Knowing all of this, I still feel small when I read the news about the destruction of the Fort McMurray wildfire. I still feel overwhelmed by the stories and images and statistics. I still feel my donations and prayers are insignificant. And that’s okay—because I am small in the face of cataclysmic destruction.

But as I’m inundated by the bad of this world, I need to actively listen for the beautiful. To identify how such ugliness and devastation can also draw out some deeply moving acts of kindness and humanity.

As the wildfires in northern Alberta rage on, it’s the generosity of Syrian refugees in Calgary and Edmonton I need to remember: people who are raising money for the wildfire evacuees in the truest form of solidarity and gratitude, because they know what it’s like to be ripped from familiarity and forced to leave everything behind.

It’s the outpouring of love from hundreds and hundreds of strangers throughout Ontario and Alberta who offered to send a young woman free wedding dresses for her imminent wedding, because she lost hers in the fire.
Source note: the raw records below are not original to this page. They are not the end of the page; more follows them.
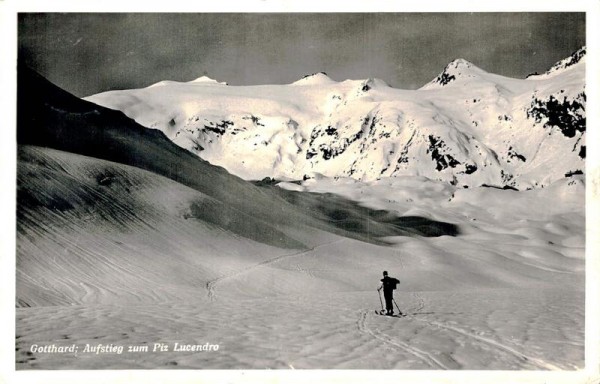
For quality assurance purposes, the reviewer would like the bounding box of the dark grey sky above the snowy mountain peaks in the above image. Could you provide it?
[18,13,585,97]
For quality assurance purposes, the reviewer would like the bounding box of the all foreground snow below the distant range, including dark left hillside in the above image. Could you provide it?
[16,68,585,370]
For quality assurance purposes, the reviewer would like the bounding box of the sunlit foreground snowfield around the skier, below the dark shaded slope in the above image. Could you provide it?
[17,148,585,370]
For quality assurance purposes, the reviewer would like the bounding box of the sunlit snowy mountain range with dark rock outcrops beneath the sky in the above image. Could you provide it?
[87,49,585,189]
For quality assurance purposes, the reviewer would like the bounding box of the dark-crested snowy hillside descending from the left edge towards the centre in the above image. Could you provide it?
[16,67,458,307]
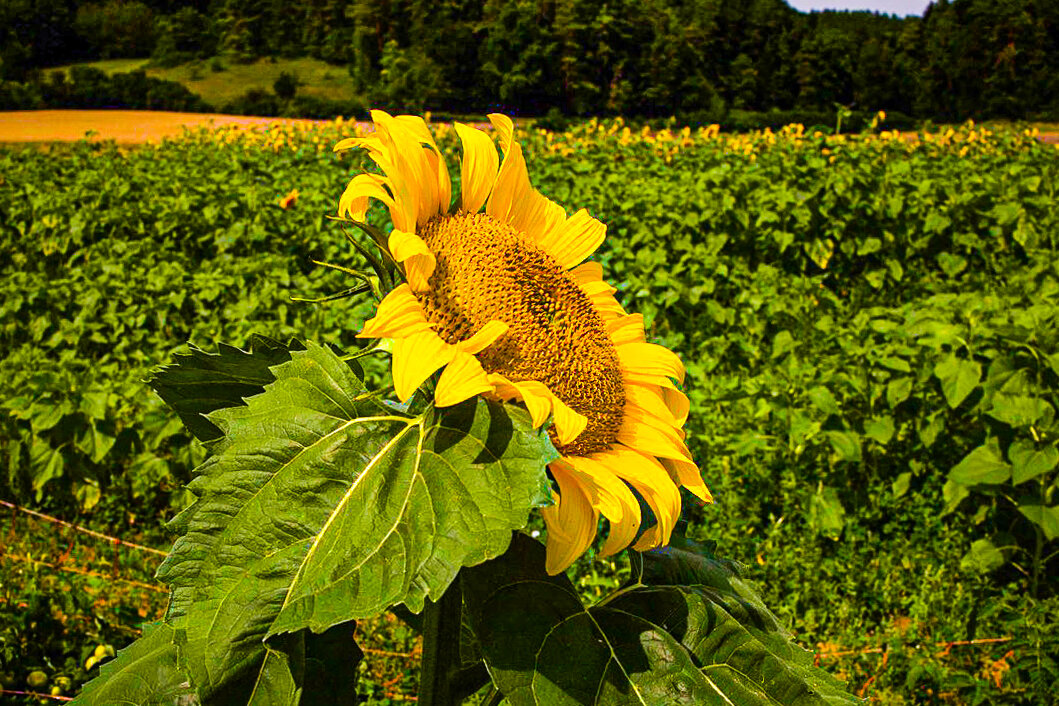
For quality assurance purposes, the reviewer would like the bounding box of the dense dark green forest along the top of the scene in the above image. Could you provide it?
[0,0,1059,121]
Or the community outside of Edmonton that quickly pulled together a ceremony for a couple that was supposed to get married in one of the hardest hit parts of Fort McMurray. Or the $13,000 raised through crowd-funding to help a young couple who lost all of their baby supplies in the fire and were forced to evacuate just before giving birth.

Darkness is ever-present. But so is beauty. So is grace. So is hope.

The burdens of natural disasters, political injustice, civil unrest, and refugee crises are real, but they are not mine to carry. Nor will they go away if I live in a state of perpetual grief. I am not powerless, but I am also not the world’s savior. And if I try to live without boundaries, nobody wins.

Nobody wins if I burn myself out trying to be everything to everyone all the time. Nobody wins if my answer to pain is pain.

Seeking justice for the long haul means giving myself permission to live a purposeful and beautiful life. I cannot separate joy from service—because they always function best together.